Cody Asche was a fourth-round draft pick - the scouting consensus was that he was not going to be a good major-leaguer. A lot of Phillies fans convinced themselves otherwise ("He's outperformed!"). The scouts were correct. Asche's career has been more-or-less as projected by the professionals.
Nick Williams was a second round pick (of the Rangers, not the Phillies). He was available in trade because his offensive game had holes - lack of plate discipline. The Phillies didn't make that disappear. Williams was acquired in July 2015 - by Gillick/Amaro. (MacPhail had been hired as a special assistant one month prior. Klentak was in California.)
Andrew Knapp was a second-round pick of the Phillies, in 2013. At the time, Johnny Almaraz was an employee of the Atlanta Braves. Fans here saw this as a "safe" pick, but nobody got excited about it.
So, where do the fan expectations, which wind up unmet, come from? We build our hopes around these guys...why?
You can blame the Phils' marketing department, for promoting iffy prospects as saviors. You can blame the Philly media for rhapsodizing about "up and coming" minor leaguers. At the end of the day, though, I have to wonder if a lot of it isn't on the fans - for seeing and believing what they want to see, rather than what's really there, for gullibly accepting what PR types and press hacks tell them.

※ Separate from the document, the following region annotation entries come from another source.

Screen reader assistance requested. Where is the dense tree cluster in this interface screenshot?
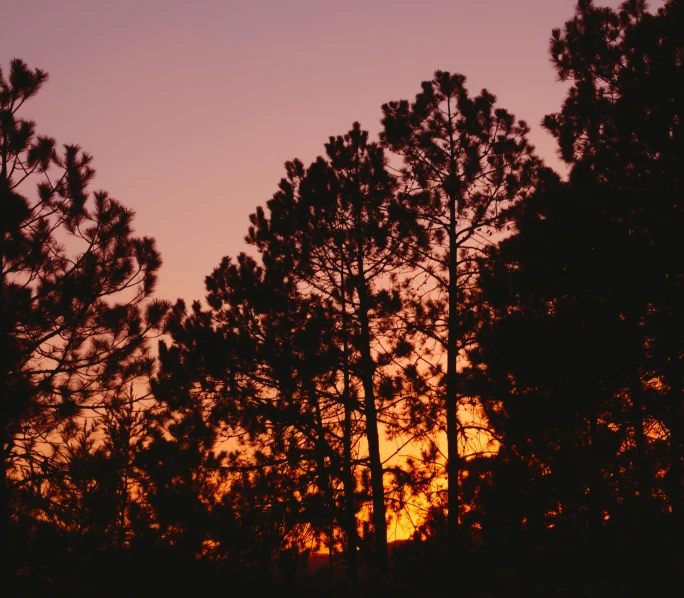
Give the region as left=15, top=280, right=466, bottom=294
left=0, top=0, right=684, bottom=596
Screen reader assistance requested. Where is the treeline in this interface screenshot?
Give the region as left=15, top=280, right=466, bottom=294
left=0, top=0, right=684, bottom=596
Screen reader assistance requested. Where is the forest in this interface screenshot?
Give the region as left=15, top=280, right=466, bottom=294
left=0, top=0, right=684, bottom=598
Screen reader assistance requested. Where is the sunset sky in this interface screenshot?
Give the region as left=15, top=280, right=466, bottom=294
left=0, top=0, right=654, bottom=300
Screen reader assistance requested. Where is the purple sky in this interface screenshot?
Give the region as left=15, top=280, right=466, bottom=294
left=0, top=0, right=660, bottom=300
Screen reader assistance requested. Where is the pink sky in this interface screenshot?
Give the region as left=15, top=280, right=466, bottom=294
left=0, top=0, right=648, bottom=300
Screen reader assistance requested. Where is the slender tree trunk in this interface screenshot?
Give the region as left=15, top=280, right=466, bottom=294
left=357, top=262, right=389, bottom=575
left=340, top=268, right=358, bottom=586
left=445, top=192, right=460, bottom=554
left=445, top=99, right=461, bottom=555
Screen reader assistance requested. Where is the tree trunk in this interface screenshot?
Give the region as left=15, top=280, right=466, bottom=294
left=445, top=189, right=460, bottom=554
left=357, top=266, right=389, bottom=575
left=340, top=268, right=358, bottom=586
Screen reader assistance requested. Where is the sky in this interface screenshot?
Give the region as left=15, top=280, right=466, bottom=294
left=0, top=0, right=653, bottom=302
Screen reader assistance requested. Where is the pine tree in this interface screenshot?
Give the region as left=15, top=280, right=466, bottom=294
left=0, top=59, right=167, bottom=572
left=381, top=71, right=536, bottom=549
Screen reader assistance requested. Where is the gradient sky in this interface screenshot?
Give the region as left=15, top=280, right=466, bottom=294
left=0, top=0, right=660, bottom=300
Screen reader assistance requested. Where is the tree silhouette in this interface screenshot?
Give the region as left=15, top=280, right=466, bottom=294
left=471, top=2, right=684, bottom=591
left=381, top=71, right=535, bottom=549
left=0, top=59, right=166, bottom=584
left=248, top=123, right=419, bottom=575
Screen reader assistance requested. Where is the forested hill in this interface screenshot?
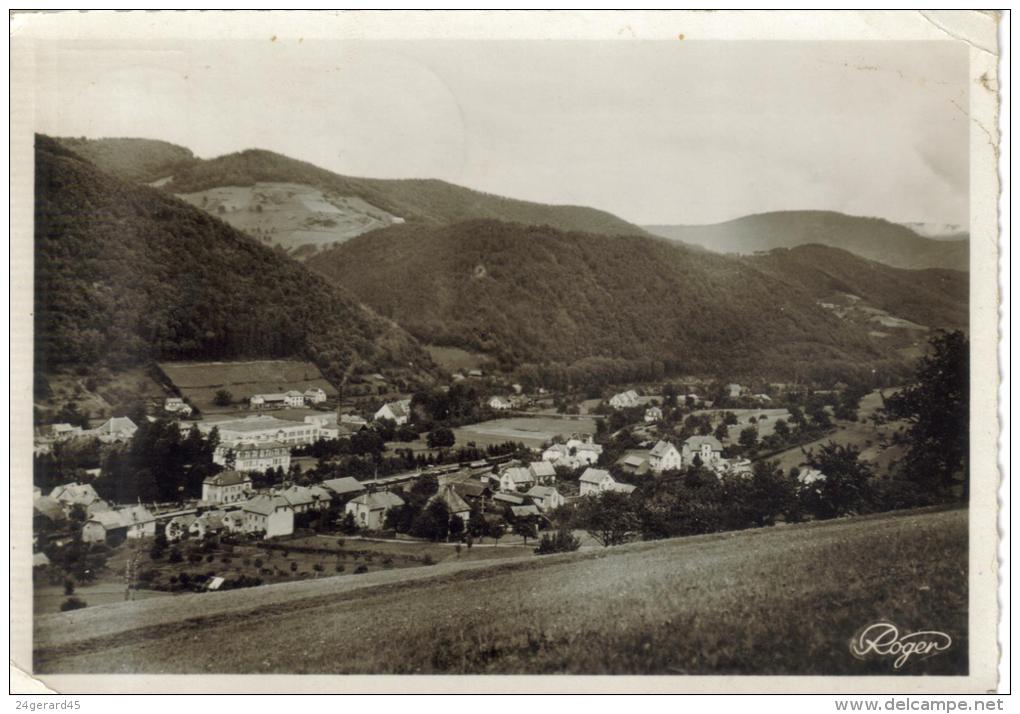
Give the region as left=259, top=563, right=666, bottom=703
left=645, top=211, right=970, bottom=270
left=308, top=220, right=926, bottom=375
left=35, top=137, right=430, bottom=381
left=747, top=245, right=970, bottom=329
left=127, top=143, right=645, bottom=235
left=55, top=137, right=199, bottom=184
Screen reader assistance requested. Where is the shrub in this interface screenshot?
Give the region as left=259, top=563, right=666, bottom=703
left=534, top=528, right=580, bottom=555
left=60, top=598, right=88, bottom=612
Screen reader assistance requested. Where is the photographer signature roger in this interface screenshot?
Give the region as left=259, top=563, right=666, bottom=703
left=850, top=622, right=953, bottom=669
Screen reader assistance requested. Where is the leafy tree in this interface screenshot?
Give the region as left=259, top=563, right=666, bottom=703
left=513, top=517, right=539, bottom=546
left=738, top=426, right=758, bottom=451
left=534, top=528, right=580, bottom=555
left=884, top=332, right=970, bottom=498
left=574, top=491, right=640, bottom=548
left=772, top=419, right=789, bottom=442
left=800, top=442, right=873, bottom=519
left=212, top=390, right=234, bottom=407
left=427, top=426, right=457, bottom=449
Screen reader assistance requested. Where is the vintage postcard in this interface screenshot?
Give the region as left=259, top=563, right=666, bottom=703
left=10, top=11, right=1002, bottom=694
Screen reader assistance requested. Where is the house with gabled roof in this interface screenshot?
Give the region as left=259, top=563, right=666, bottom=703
left=524, top=486, right=566, bottom=511
left=88, top=416, right=138, bottom=444
left=163, top=513, right=198, bottom=543
left=580, top=468, right=635, bottom=496
left=500, top=466, right=534, bottom=493
left=609, top=390, right=641, bottom=409
left=527, top=461, right=556, bottom=483
left=241, top=495, right=294, bottom=538
left=681, top=436, right=722, bottom=466
left=202, top=470, right=252, bottom=504
left=50, top=481, right=102, bottom=509
left=373, top=399, right=411, bottom=426
left=648, top=440, right=683, bottom=473
left=320, top=476, right=365, bottom=499
left=428, top=483, right=471, bottom=525
left=489, top=397, right=513, bottom=411
left=344, top=491, right=404, bottom=530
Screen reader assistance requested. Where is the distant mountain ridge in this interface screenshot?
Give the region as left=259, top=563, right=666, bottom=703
left=35, top=136, right=431, bottom=384
left=54, top=137, right=199, bottom=184
left=308, top=220, right=965, bottom=381
left=644, top=211, right=970, bottom=270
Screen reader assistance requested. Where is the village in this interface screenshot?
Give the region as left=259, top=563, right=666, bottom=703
left=34, top=371, right=877, bottom=609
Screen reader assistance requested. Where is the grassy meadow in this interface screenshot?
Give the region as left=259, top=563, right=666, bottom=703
left=36, top=510, right=967, bottom=675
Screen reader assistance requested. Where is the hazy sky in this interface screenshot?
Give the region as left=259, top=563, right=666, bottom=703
left=35, top=40, right=969, bottom=223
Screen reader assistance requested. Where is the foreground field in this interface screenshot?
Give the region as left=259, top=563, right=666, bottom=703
left=35, top=510, right=967, bottom=674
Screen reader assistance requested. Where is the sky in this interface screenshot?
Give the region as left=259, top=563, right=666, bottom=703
left=34, top=40, right=969, bottom=224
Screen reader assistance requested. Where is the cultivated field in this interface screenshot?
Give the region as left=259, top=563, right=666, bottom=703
left=180, top=183, right=395, bottom=257
left=159, top=359, right=337, bottom=414
left=35, top=510, right=968, bottom=675
left=453, top=416, right=595, bottom=448
left=425, top=345, right=490, bottom=372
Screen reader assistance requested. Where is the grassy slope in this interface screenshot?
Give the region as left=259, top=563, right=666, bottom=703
left=645, top=211, right=970, bottom=270
left=36, top=510, right=967, bottom=674
left=142, top=149, right=645, bottom=235
left=36, top=137, right=430, bottom=389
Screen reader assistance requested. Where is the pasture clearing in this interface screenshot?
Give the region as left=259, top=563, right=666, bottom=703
left=159, top=359, right=338, bottom=414
left=453, top=416, right=595, bottom=448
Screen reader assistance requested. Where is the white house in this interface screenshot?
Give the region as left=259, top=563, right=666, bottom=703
left=579, top=467, right=616, bottom=496
left=163, top=513, right=198, bottom=543
left=50, top=482, right=102, bottom=510
left=82, top=506, right=156, bottom=543
left=86, top=416, right=138, bottom=444
left=344, top=491, right=404, bottom=530
left=428, top=483, right=471, bottom=525
left=489, top=397, right=513, bottom=411
left=248, top=390, right=306, bottom=409
left=681, top=437, right=722, bottom=466
left=374, top=399, right=411, bottom=426
left=163, top=397, right=193, bottom=416
left=202, top=471, right=252, bottom=503
left=305, top=387, right=325, bottom=404
left=542, top=444, right=570, bottom=466
left=566, top=436, right=602, bottom=468
left=276, top=486, right=333, bottom=513
left=609, top=390, right=641, bottom=409
left=212, top=442, right=291, bottom=472
left=648, top=441, right=683, bottom=473
left=500, top=466, right=534, bottom=493
left=525, top=486, right=566, bottom=511
left=241, top=496, right=294, bottom=538
left=527, top=461, right=556, bottom=485
left=797, top=468, right=825, bottom=486
left=198, top=414, right=334, bottom=446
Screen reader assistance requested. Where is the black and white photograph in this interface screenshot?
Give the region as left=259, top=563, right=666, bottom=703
left=10, top=10, right=1008, bottom=693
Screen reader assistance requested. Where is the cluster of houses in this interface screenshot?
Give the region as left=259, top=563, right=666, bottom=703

The Phillies' PR types are going to promote whatever players they have to promote, regardless of whether they're really any good. Rico Brogna? Jeff Stone? Glenn-bo? But that's their job. Seeing through advertising hype (in our caveat emptor society) is the responsibility of the consumer - advertisers of all products spin and deceive - it's what they're trained to do, it's what gets them rewarded. If you believe it - whether that's "Maikel Franco will save the Phillies" or "the Ginsu is a great knife," or "the Popeil Pocket Fisherman is all a fisherman needs" - well, that's on you.